Villefranche-sur-Mer © twiga269 via Flickr

Emily in Paris is the work of Darren Starr, writer of TV series Sex and the City (1998-2004). The rom-com, which follows the cultural voyage of the naive young American Emily as she takes up a new marketing post in a Parisian office, has been widely watched by fans and critics alike. It has come under fire for its depiction of trite French and Parisian clichés, including a high-brow fashionista agency boss, sparkling champagne soirées in front of the Eiffel Tower and perfidious male lovers. However, the show's glittery appeal to Millenials of the Instagram generation has catapulted it to one of US Netflix's most popular, and we can see how the picture-perfect turquoise waters of the French Riviera make the region an ideal location to shoot!

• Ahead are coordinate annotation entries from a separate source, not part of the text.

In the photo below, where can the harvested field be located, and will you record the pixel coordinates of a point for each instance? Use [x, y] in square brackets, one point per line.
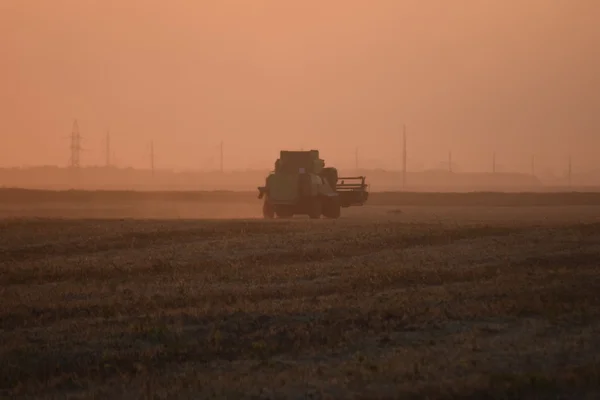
[387, 302]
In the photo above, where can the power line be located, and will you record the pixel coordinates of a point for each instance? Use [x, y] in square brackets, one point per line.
[221, 156]
[108, 149]
[404, 156]
[152, 157]
[75, 145]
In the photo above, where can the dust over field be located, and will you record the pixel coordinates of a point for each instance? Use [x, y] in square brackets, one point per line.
[386, 302]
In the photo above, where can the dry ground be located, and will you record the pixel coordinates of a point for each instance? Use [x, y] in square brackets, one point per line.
[383, 303]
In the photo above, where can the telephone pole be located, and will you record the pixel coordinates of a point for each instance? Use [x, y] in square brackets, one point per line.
[221, 156]
[404, 156]
[107, 149]
[75, 145]
[570, 170]
[152, 157]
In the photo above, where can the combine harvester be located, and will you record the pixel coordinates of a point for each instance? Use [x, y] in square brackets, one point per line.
[302, 185]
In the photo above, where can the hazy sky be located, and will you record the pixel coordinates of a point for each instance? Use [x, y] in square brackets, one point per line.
[518, 77]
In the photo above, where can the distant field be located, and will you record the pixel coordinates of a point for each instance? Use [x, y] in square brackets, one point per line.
[28, 197]
[388, 302]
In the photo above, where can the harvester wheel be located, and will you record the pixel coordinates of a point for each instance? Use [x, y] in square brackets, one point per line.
[268, 210]
[332, 208]
[284, 212]
[315, 208]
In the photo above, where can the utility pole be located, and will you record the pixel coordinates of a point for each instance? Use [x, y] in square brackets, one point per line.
[75, 145]
[404, 156]
[107, 149]
[221, 156]
[570, 171]
[152, 157]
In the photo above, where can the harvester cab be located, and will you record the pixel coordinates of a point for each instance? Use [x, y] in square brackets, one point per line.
[301, 184]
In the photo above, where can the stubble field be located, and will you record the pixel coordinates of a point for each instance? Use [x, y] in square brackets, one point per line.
[387, 302]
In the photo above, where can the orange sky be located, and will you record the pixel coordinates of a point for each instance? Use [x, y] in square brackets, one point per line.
[473, 76]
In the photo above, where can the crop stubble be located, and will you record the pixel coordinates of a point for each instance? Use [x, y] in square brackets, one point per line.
[410, 303]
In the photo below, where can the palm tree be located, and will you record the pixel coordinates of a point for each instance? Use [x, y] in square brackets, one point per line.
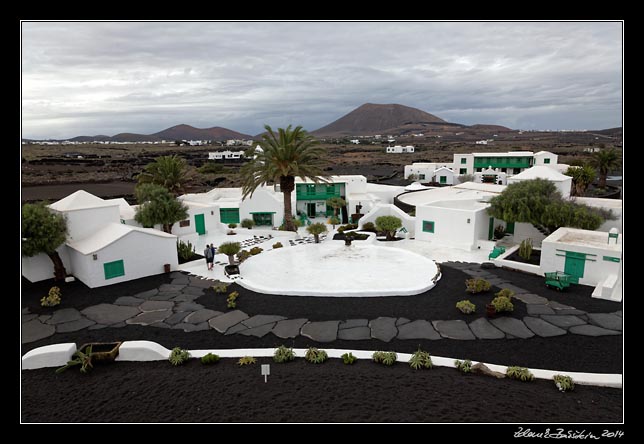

While film is paramount to the history of the Côte d'Azur, immortalised in glamorous shots of scintillating villas, sultry sun-seekers and crystal-clear azure waters, the arrival of Hollywood's arch-enemy Netflix to the region marks a new moment in the evolution of cinematic art. With the first-ever Monaco Streaming Film Festival taking place at the Grimaldi Forum this July, just days before the illustrious Cannes Film Festival, it seems that this new form of audio-visual entertainment - streaming - is now stealing the spotlight. But whatever the future of the seventh art, we may safely assume that the pristine beaches and rocky coastal landscape of the French Riviera have cemented its long-term role in the film and TV industries.